7.1.1 When to start ART in adults and adolescents

Consolidated ARV guidelines, June 2013

Rationale and supporting evidence: Initiating ART regardless of CD4 cell count

HIV-positive partners in HIV-serodiscordant couples iii

The results of the HPTN052 study (18) strongly support the use of ART to prevent HIV transmission among HIV-serodiscordant couples. The Guidelines Development Group therefore endorsed the recommendations established in the 2012 WHO guidance on HIV testing and counselling including ART for treatment and prevention in serodiscordant couples (49) that the sexual partner with HIV in such a couple should be offered ART regardless of CD4 count.

Treating active TB disease iv

In 2010, WHO recommended starting ART in all people with HIV and active TB regardless of CD4 cell count, and that TB treatment should be started first, followed by ART, as soon as possible afterwards (and within the first eight weeks). The Guidelines Development Group reviewed evidence from three randomized clinical trials that showed for people with TB and severe immunodeficiency (CD4 count ≤50 cells/mm3), starting ART before eight weeks has a clinical benefit compared with deferring treatment to later than eight weeks (50–52) , and endorsed the 2010 recommendations. Implementation of the recommendations on HIV and TB management may be facilitated by integration of services (Chapter 9).

HIV and HBV coinfection with evidence of severe chronic liver disease v

HIV coinfection affects almost every aspect of the natural history of HBV infection. The consequences include higher rates of chronicity; less spontaneous HBV clearance; accelerated liver fibrosis progression with increased risk of cirrhosis and hepatocellular carcinoma; higher liver-related mortality and decreased ARV response (53–56). Liver disease has emerged as a leading cause of death in people coinfected with HIV and HBV (57,58).

The 2010 WHO ART guidelines (2) recommended initiating ART among all individuals coinfected with HIV and HBV who require treatment for their HBV infection (defined as chronic active hepatitis), regardless of CD4 cell count or WHO clinical stage. However, in the absence of routine screening for HBV, most people are unaware of their HBV status. In addition, there is limited access to costly diagnostic tools for staging liver disease (liver biopsy, transient elastography, HBV-DNA and serum biomarkers) needed to establish the presence of chronic active liver disease and eligibility for HBV treatment.

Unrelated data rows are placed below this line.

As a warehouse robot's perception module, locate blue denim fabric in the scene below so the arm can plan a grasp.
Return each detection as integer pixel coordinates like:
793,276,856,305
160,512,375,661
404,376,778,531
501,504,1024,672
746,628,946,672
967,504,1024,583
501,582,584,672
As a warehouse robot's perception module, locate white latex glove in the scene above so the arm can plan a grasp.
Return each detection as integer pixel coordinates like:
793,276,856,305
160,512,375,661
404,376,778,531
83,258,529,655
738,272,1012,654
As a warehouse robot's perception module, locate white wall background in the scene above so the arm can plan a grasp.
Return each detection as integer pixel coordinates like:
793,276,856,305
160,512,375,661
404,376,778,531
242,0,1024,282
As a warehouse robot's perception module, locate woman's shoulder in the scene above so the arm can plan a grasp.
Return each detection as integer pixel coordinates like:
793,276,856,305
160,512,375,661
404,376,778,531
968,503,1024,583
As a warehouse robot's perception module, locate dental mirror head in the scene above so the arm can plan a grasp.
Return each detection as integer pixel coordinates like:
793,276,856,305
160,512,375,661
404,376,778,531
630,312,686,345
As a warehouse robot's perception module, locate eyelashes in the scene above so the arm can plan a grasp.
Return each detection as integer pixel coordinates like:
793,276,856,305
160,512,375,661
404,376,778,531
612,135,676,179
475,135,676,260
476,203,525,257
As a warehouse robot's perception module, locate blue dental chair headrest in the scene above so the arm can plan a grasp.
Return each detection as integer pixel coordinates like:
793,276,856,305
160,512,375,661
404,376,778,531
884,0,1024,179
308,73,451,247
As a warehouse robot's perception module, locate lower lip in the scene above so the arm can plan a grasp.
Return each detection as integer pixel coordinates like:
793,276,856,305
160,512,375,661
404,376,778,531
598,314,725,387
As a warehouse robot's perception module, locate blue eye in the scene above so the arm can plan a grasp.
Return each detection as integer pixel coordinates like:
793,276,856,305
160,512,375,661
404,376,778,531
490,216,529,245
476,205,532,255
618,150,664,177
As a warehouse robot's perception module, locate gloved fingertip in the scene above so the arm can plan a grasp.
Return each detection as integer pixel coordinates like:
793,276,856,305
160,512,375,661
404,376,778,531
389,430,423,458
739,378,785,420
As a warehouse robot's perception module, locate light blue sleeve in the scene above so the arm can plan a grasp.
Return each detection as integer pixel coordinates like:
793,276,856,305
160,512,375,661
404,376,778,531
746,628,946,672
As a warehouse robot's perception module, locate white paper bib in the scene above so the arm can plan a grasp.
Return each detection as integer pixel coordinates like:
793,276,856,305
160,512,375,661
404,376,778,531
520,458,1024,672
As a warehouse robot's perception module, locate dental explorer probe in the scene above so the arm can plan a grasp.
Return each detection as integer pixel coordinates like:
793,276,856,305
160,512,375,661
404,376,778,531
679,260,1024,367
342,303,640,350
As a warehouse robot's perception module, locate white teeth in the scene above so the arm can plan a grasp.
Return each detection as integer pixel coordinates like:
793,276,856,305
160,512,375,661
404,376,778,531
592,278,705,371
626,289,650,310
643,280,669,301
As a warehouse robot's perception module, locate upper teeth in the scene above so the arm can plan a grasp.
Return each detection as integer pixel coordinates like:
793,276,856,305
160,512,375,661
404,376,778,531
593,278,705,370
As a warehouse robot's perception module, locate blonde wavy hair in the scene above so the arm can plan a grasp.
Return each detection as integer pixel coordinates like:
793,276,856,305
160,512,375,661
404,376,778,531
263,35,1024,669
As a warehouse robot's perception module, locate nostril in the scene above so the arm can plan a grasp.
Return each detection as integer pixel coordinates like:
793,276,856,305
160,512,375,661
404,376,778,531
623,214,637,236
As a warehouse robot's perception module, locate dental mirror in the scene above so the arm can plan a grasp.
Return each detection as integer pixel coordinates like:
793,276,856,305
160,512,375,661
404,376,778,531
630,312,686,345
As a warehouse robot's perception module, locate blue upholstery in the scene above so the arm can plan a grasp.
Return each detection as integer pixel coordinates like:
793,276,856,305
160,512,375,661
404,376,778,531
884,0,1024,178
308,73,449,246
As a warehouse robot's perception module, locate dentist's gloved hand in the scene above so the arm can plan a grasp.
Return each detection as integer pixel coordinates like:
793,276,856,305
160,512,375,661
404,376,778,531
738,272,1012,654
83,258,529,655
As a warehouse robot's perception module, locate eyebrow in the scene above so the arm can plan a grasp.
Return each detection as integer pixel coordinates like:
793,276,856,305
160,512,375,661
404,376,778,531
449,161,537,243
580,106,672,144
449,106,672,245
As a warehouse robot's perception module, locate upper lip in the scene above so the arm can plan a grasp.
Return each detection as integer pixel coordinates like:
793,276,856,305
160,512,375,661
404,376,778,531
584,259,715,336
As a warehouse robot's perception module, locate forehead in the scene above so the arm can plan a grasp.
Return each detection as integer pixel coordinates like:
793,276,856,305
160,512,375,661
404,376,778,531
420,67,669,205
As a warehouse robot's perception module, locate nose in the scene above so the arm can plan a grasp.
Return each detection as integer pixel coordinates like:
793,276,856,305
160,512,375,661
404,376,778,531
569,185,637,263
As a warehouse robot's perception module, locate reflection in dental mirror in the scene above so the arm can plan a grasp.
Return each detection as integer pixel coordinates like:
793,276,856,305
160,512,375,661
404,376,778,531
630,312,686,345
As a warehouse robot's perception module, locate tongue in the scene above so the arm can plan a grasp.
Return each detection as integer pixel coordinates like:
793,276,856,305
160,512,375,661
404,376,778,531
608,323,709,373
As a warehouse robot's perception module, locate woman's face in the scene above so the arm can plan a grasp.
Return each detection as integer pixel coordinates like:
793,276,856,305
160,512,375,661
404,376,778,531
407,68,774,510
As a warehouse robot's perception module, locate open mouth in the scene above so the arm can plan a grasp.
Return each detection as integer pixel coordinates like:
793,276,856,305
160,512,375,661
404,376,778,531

A meta-analysis (59) and a subgroup analysis of a randomized controlled trial (60) provide low-quality evidence of the overall impact of ART on liver-related morbidity and mortality among individuals coinfected with HIV and HBV, but these studies did not examine the benefit of initiating ART at higher CD4 counts.

Overall, the Guidelines Development Group considered that there was not sufficient evidence and/or a favourable risk–benefit profile to support initiating ART among all people coinfected with HIV and HBV with a CD4 count >500 cells/mm3 or regardless of CD4 count or stage of liver disease. There are also risks associated with initiating ART earlier (hepatotoxicity, immune reconstitution inflammatory syndrome and hepatic flares).

However, the Guidelines Development Group does recommend providing ART to all people coinfected with HIV and HBV regardless of CD4 count in people with evidence of severe chronic liver disease, who are at greatest risk of liver disease progression and mortality. The term severe chronic liver disease was used instead of chronic active hepatitis (as in the 2010 guidelines), as this is a term that is more widely understood and applicable using clinical criteria alone. In settings where ART cannot be provided to all individuals with HIV with CD4 counts ≤500 cells/mm3, giving priority to diagnosing and treating individuals coinfected with HIV and HBV should be considered.

As reported in the 2010 WHO ART guidelines (2), data from one randomized controlled trial support the use of at least two agents with activity against HBV (TDF + 3TC or FTC) in terms of improved viral load response and reduced development of HBV drug resistance (61,62).

Critical research gaps in this area include the need for more data on the impact of ART on liver-related outcomes in HBV-coinfected people in resource-limited settings and on the relative impact of ART in people with CD4 cell counts >500 cells/mm3 and early-stage liver disease.

iii An HIV-serodiscordant couple is a couple in which one of the sexual partners is HIV-positive and one is HIV-negative. Although one partner is currently HIV-negative, this does not mean that this partner is immunized or protected against getting HIV in the future.

iv Active TB disease refers to TB infection where the person has symptoms and clinical disease. Latent TB infection refers to TB infection where the person does not have symptoms or clinical disease. Not all persons with latent TB infection will develop TB disease, but the risk of progressing to disease is very high in people with HIV.

v Severe chronic liver disease includes cirrhosis and end-stage liver disease and is categorized into compensated and decompensated stages. Decompensated cirrhosis is defined by the development of clinically evident complications of portal hypertension (ascites, variceal haemorrhage and hepatic encephalopathy) or liver insufficiency (jaundice).